A step by step guide to improve your cloud-native application performance, achieve the best Kubernetes utilization, and save up to 80% on cloud infrastructure using Magalix
Applications performance, Kubernetes cluster utilization, and cost efficiency are crucial for the success of your cloud-native technology. It is a challenge to bring the whole team on-board in this journey and keeping them agile. Engineering Teams and DevOps need to manage a lot of moving parts while figuring out a proper migration path to be cloud-native. They need to maintain legacy systems and redesign them to meet the best containerization and operational patterns.
Smart engineers proactively anticipate and tackle challenges that will slow their team down.
Improving your users’ experience, enabling your team to have a reasonable control of Kubernetes cluster resources, and maximizing the return on investment of your company’s cloud infrastructure are crucial for your agility and success. This is a step-by-step guide to achieve these three goals in a very short time and effortlessly.
What Makes Teams Successful in Their Cloud-Native Journey
Companies that emphasize the importance of innovating their customer experience are quick to see the value of adopting the cloud-native development model.
According to IBM’s research on cloud-native adoption, below are the most important factors for the success of any team in their cloud-native journey:
- Flexibility and speed, which includes the flexibility to add features, and to scale resources up or down to meet users demands and achieve your SLA.
- Application performance, which covers users experience and the team’s ability to improve app quality, automating application tuning, and reduce dependencies.
- Working seamlessly and getting the most value out of the public cloud, which means that applications and teams can use feature rich platforms and public cloud products to achieve business goals in the shortest time possible and efficiently.
Achieving these goals with the current tools is hard and time-consuming. Teams need to learn about the fast-evolving cloud-native stack while innovating fast. Offloading some parts in the early days adopting cloud-native architecture is important for you and your team. You want to move fast on what really matters to your business and your team.
Magalix provides a cloud-native solution to monitor your application's performance, keep Kubernetes cluster utilization tuned to business needs and to get the most value out of your cloud provider. Magalix features are unlocked with a single command line. That command installs our agent. You will get in few minutes the full picture of your applications and Kubernetes cluster. Once your Kubernetes cluster is connected, you will get the following:
- Automatically tune your application performance and resources needs by adjusting allocated resources proactively and as needed.
- Detailed capacity analysis and the best ways to keep your team on top of their application’s performance and resources utilization.
- Detailed analysis of cluster nodes capacity and current cost model. You can save up to 80% of your current spending on Kubernetes clusters.
- Team oriented view of your Kubernetes cluster. You can invite the rest of your team to manage applications performance and infrastructure capacity together.
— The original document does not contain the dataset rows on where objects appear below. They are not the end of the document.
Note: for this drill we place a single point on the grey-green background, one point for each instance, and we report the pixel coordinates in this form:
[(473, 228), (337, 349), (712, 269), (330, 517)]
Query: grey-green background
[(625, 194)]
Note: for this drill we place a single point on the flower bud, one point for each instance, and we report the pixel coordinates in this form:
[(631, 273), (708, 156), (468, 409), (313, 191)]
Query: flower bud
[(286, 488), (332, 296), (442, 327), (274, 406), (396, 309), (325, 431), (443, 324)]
- A comprehensive set of metrics and dashboards to see a full picture across all your clusters and applications.
How Can You Improve App Performance, Optimize Kubernetes Capacity, And Save On Cloud Bill Using Magalix
The only pre-requisite to start optimizing your Kubernetes cluster is to have admin rights on your existing Kuberentes cluster(s). You will go through 4 simple steps to get a deeper understanding of your applications performance, cluster utilization, and cost optimization.
- Step 1 - connect your Kubernetes Cluster to Magalix Backend
- Step 2 - Check for Performance Bottlenecks and Capacity Waste
- Step 3 - Tune Performance and Capacity with Magalix Autopilot
- Step 4 - Save Time and Money with the Node Advisor Recommendations
- Step 5 (bonus) - Bring Other Team Members On-Board
Step 1 - Connect Your Kubernetes Cluster to Magalix Backend
In order to get started you will need to install Magalix agent in your Kubernetes cluster. The installation process is very simple. Copy the provided kubectl command and past it inside your cluster’s terminal.
1. Get Magalix Agent Kubectl Installation Command
Note: The provided URL to the agent’s deployment.yaml file is valid for 4 hours only and specific to your cluster. You should not share or reuse this file to connect other clusters. You can connect as many clusters as you need but each will need its own unique YAML file.
2. Run the Kubectl Command
Run the kubectl command in your Kubernetes terminal to provision Magalix Agent.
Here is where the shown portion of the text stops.